In the US, more than 450 anti-LGBTQ Bills have been introduced in various states, said White House spokesperson Karine Jean-Pierre, who pointed to a proposed Florida Bill that would give the state the right to separate transgender children from their parents.
Human Rights Watch said Tennessee, Texas, and Arizona are tabling laws to ban drag performances when children are present. As many as 150 of those would specifically restrict the rights of transgender people, the highest number of Bills targeting transgender people in a single year to date.
Homosexual activity is legal in all 27 member states of the European Union, and in Central America. All but five nations in the Caribbean and Guyana in South America also legally allow same-sex consensual activity.

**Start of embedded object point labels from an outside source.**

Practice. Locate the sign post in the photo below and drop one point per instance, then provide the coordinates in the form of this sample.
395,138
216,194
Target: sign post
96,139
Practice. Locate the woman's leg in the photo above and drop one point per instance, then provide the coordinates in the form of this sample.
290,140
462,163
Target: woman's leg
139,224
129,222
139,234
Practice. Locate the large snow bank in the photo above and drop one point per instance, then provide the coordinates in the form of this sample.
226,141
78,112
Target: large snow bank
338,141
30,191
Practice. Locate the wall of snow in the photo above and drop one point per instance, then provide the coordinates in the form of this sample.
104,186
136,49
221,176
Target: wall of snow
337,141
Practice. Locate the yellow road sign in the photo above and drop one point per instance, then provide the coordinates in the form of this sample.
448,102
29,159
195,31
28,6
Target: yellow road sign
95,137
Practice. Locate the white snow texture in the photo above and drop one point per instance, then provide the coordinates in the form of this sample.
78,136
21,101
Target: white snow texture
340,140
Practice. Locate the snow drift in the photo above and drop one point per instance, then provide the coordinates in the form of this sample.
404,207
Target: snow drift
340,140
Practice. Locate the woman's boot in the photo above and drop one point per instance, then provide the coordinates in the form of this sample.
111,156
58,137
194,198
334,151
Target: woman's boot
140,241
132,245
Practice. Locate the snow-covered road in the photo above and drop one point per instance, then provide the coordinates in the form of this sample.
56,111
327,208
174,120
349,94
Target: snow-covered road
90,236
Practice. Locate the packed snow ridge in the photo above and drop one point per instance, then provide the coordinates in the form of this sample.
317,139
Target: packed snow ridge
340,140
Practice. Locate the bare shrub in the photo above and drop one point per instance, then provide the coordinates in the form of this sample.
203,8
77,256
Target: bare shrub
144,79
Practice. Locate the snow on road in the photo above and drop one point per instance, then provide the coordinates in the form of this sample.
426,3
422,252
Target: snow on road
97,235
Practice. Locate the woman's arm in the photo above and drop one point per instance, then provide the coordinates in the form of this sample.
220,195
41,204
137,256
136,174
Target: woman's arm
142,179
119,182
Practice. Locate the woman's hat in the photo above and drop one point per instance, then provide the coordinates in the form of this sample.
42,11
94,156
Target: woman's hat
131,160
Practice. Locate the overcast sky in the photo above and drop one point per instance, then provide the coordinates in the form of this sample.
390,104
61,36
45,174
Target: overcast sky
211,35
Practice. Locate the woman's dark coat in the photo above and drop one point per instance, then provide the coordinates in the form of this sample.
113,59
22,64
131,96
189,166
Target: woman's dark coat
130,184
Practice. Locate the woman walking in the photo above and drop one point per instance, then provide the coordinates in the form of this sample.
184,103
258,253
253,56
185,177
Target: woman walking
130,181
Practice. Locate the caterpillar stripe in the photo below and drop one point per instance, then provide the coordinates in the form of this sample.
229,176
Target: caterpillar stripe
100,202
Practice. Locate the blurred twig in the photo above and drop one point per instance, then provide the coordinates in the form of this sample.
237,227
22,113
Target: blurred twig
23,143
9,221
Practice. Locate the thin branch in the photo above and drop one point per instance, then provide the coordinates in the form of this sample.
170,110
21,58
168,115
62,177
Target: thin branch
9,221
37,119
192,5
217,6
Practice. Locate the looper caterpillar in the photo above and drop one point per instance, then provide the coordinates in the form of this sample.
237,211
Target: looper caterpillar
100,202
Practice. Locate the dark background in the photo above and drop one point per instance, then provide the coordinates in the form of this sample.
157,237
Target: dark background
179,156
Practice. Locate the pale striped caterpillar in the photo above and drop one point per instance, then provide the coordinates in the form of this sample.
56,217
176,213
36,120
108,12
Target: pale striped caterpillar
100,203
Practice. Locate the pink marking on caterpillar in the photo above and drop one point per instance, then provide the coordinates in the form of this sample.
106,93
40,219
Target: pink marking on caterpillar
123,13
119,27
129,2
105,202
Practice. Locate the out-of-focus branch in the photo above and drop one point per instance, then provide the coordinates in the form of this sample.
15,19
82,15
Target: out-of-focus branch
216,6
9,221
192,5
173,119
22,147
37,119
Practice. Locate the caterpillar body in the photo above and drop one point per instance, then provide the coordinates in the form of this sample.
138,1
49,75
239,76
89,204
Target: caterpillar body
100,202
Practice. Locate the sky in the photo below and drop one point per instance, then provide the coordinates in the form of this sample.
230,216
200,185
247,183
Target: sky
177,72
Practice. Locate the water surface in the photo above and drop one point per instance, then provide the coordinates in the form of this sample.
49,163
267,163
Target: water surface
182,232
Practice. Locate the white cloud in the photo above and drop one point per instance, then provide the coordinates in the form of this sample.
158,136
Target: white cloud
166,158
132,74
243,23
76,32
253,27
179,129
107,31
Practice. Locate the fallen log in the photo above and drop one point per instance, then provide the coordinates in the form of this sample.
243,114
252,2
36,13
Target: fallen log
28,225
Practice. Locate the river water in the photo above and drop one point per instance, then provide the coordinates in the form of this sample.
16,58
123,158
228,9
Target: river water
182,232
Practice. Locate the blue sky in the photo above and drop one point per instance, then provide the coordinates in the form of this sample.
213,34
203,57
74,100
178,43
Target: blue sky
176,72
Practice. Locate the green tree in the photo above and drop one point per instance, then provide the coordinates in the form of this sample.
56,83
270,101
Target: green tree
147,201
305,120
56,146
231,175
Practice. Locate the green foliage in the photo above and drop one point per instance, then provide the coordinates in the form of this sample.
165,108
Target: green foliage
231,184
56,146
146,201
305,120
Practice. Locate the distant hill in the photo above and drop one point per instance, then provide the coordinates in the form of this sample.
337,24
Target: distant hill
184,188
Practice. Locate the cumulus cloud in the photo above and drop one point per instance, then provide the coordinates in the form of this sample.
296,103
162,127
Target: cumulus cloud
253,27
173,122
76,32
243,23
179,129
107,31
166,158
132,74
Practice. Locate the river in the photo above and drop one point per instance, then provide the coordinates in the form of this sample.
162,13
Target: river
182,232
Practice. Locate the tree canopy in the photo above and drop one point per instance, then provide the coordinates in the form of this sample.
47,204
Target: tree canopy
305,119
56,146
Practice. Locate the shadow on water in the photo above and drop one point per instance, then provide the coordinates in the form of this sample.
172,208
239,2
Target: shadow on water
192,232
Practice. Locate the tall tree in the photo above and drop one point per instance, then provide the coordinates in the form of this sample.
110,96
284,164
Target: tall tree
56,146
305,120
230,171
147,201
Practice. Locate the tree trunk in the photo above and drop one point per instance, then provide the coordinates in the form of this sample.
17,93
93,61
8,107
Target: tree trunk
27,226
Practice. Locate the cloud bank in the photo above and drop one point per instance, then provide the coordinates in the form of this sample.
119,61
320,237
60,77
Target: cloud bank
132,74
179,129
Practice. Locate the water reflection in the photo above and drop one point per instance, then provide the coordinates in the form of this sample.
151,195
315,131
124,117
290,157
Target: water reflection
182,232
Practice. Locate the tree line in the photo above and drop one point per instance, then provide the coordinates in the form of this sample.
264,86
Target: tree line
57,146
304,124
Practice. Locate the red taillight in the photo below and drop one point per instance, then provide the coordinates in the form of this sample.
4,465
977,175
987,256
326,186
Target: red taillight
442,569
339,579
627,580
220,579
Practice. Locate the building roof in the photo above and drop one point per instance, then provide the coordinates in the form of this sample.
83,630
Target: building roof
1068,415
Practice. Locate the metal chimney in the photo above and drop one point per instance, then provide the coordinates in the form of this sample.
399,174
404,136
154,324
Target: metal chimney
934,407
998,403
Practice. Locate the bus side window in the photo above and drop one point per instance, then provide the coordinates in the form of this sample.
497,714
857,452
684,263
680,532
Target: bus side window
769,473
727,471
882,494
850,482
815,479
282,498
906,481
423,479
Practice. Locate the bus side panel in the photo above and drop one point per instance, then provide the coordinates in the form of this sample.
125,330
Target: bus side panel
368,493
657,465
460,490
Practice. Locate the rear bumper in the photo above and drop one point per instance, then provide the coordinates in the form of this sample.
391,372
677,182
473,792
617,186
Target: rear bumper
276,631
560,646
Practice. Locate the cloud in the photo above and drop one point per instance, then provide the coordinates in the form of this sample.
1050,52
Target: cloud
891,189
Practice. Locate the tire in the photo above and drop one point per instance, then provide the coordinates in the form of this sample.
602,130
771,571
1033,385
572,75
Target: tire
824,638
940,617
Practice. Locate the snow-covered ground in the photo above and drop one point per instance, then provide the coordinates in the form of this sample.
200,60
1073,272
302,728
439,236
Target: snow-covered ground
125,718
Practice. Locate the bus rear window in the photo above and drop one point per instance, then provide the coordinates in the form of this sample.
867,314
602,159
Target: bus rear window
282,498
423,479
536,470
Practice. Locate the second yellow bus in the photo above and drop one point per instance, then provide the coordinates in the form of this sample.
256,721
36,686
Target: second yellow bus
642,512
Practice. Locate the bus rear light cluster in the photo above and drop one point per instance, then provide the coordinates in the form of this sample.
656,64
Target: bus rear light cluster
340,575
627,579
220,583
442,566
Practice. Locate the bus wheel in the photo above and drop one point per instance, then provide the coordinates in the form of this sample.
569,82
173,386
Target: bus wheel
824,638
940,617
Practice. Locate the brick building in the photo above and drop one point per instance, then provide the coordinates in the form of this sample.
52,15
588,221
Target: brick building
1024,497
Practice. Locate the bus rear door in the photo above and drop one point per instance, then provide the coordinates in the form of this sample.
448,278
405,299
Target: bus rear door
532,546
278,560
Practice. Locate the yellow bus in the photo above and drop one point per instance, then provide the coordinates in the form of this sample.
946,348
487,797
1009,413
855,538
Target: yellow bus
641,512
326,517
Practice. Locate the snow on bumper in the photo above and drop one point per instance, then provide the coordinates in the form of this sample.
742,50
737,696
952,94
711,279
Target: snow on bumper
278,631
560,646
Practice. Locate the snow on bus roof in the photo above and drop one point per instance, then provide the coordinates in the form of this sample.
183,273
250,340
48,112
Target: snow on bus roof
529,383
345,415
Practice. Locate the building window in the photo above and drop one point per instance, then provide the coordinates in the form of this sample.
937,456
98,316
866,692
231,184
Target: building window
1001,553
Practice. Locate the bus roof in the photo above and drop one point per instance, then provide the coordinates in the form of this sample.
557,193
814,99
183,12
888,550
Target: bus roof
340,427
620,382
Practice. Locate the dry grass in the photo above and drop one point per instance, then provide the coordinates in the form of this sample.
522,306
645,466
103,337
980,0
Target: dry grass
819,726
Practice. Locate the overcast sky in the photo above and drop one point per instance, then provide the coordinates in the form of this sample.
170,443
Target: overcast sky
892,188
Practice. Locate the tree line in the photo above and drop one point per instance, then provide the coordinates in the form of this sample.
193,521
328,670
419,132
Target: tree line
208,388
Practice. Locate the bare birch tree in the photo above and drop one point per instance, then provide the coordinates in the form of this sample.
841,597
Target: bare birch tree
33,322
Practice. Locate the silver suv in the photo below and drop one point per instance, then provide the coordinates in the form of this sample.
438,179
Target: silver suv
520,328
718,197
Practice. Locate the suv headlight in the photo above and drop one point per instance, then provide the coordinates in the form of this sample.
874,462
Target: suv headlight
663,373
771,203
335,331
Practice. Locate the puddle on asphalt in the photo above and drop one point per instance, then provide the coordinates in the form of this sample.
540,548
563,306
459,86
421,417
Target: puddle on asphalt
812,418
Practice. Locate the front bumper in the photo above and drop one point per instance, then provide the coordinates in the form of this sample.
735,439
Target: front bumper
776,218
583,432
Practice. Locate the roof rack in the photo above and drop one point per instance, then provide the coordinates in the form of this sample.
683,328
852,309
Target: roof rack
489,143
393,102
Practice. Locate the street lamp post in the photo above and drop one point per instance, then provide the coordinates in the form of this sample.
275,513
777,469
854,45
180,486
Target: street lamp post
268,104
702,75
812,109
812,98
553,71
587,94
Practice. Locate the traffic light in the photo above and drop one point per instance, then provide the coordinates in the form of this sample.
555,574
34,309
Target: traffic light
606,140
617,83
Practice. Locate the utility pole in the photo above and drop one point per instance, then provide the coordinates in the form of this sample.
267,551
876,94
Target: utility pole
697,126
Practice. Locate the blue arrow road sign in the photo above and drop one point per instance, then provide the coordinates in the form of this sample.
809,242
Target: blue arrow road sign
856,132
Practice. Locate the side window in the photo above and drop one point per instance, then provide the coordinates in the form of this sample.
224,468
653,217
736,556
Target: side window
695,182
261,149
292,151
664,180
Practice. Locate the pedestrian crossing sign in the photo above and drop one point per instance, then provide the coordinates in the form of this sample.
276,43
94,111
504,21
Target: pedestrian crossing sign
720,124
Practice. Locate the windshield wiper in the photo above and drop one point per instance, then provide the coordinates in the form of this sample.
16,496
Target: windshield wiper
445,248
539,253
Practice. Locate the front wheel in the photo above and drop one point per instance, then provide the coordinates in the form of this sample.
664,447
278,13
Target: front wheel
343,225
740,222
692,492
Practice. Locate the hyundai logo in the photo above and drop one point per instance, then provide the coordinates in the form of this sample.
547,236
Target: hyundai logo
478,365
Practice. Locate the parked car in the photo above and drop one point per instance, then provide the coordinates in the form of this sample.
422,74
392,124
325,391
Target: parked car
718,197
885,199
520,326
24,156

Iraq is one of three Arab-majority countries in the Middle East that doesn’t explicitly criminalize same-sex relationships. The others are Jordan and Bahrain. However, the region largely remains opposed to the idea of homosexuality, which is evident in instances like Saudi government’s campaign to remove rainbow-colored toys from shelves, a state clampdown and threats from a militant Christian group directed at LGBTQ communities in Lebanon, and a hashtag campaign that originated in Egypt recently that uses “fetrah,” the Arabic word for “instinct,” to insist that there can only be two genders, according to DW.
In the Asian subcontinent, Afghanistan is the only country that has a death penalty in force for homosexuality, but strict punishments are awarded in Bangladesh, Maldives, Sri Lanka, Myanmar, Malaysia and Brunei. On the brighter side, Singapore repealed a law that criminalised sex between men, while Vietnam declared that conversion therapy would be banned.